Question: sc-RNA data analysis using scater
16 months ago by
hrishi27n0 wrote:

Hello All,

I am trying to analyze data for a single cell RNA sequencing experiment, for QC and normalization I am considering using the scater package. There are a few things I would like to know before starting analyzing this dataset. All your help and suggestions are much appreciated. This is my first attempt to analyze sc-RNA, I apologize in advance if my questions are confusing. Questions: 1) The sequencing lab is using an unpublished protocol, they have provided read counts and spike-ins file separately. Do I need to combine these two files? I am considering this, for the "feature_controls" option for calculateQCMetrics method.

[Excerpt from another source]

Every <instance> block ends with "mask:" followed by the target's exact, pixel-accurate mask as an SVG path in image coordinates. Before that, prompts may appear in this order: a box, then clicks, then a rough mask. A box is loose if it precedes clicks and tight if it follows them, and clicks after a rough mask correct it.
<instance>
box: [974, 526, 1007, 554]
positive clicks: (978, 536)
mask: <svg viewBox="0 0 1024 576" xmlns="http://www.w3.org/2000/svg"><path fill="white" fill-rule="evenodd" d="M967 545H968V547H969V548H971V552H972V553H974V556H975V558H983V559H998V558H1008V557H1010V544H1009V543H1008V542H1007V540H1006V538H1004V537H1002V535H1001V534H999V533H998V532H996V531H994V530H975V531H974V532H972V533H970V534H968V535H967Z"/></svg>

2) After doing the initial QC, I see that total counts for all my wells(cells) is almost >50k+ and the number of genes detected is above 10k. I am removing genes that have 0 expression, I am also filtering genes with very low average nonzero expression across all cells(using a mean of counts across all cells). Do I need to do any other filtering for both cells and genes?

1
16 months ago by
Aaron Lun19k
Cambridge, United Kingdom
Aaron Lun19k wrote:

For your first question; does the "read counts" file already contain counts for the spike-in transcripts? If yes, then that's all you need to make a SCESet object in scater; just supply the count matrix as countData= in the constructor. Otherwise, you'll first have to rbind the matrix of gene counts with that of the spike-in counts. Note that you don't need to know the concentrations of the spike-ins to use most scater functions.

As for your second question, have a look at https://www.bioconductor.org/help/workflows/simpleSingleCell/.

Aaron,

Thanks for the reply. My "read count" file does't include the ERCC's. A grep for "^ERCC-" doesn't really give anything, however the ERCC's are provided in a separate file. I guess I might have to do a rbind on the gene count file to include the spike-in data.